Markets defy risks from Iranian attack on Israel
The global economy has so far shrugged off the Iranian strike on Israel. Important markets like oil had already priced in a possible attack, while gold and stock markets only moved slightly.
Many investors are holding their breath after Iran's unprecedented drone and missile attack on Israel starting on April 13. The aerial strike was the first direct attack launched from Iranian territory and came the same day Iran's Revolutionary Guards forcefully detained an Israel-linked container ship near the Strait of Hormuz.
The Iranian attack had been largely anticipated after Israel destroyed part of the Iranian embassy complex in Damascus, Syria, on April 1.

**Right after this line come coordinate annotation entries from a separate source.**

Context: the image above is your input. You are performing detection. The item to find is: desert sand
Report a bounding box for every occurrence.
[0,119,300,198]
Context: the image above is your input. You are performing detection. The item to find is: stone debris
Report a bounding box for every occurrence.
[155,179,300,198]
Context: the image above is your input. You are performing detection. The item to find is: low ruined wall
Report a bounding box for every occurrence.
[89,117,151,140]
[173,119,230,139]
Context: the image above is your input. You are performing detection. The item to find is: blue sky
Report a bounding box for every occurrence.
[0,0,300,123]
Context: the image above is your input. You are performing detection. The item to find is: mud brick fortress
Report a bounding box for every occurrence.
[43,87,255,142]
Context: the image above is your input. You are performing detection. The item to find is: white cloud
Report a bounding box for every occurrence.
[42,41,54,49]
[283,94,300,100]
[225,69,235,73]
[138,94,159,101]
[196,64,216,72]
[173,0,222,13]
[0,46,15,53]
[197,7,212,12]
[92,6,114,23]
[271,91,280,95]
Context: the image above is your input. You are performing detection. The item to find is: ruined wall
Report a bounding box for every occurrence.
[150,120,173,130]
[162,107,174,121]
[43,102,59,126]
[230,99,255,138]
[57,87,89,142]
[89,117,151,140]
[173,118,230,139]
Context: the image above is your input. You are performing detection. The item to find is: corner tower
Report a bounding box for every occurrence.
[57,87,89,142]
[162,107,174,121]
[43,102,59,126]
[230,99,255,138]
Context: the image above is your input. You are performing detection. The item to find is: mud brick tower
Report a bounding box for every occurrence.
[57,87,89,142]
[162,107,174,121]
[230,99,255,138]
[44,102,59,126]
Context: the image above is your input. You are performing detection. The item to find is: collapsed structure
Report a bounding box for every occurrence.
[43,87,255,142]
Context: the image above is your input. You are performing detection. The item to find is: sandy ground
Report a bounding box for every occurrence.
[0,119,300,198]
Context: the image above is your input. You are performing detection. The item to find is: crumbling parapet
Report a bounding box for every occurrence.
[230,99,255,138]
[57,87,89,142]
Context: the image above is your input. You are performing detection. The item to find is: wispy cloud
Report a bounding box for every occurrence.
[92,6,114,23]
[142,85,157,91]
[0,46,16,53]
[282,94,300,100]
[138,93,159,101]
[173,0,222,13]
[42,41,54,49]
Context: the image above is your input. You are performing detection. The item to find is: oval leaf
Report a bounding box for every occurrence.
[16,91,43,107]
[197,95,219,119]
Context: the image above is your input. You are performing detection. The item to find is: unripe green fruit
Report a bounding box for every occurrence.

Still, experts are waiting to see if the conflict between the two countries escalates, even as the United Nations and the United States put pressure on Israel to show restraint. Most businesses don't like uncertainty and the possibility of wider open warfare has the region on edge.
Middle East oil and energy prices
If the conflict grows and engulfs more of the Middle East, the biggest risk for the global economy is the response in the energy markets, especially oil prices.
"A rise in oil prices would complicate efforts to bring inflation back to target in advanced economies but will only have a material impact on central bank decisions if higher energy prices bleed into core inflation," Neil Shearing, group chief economist at consultancy Capital Economics, wrote in a note to clients.
So far, though, oil prices have not moved much since the attack. It seems that the market had already taken the current unstable situation into account and was not spooked over the weekend by the retaliatory strike.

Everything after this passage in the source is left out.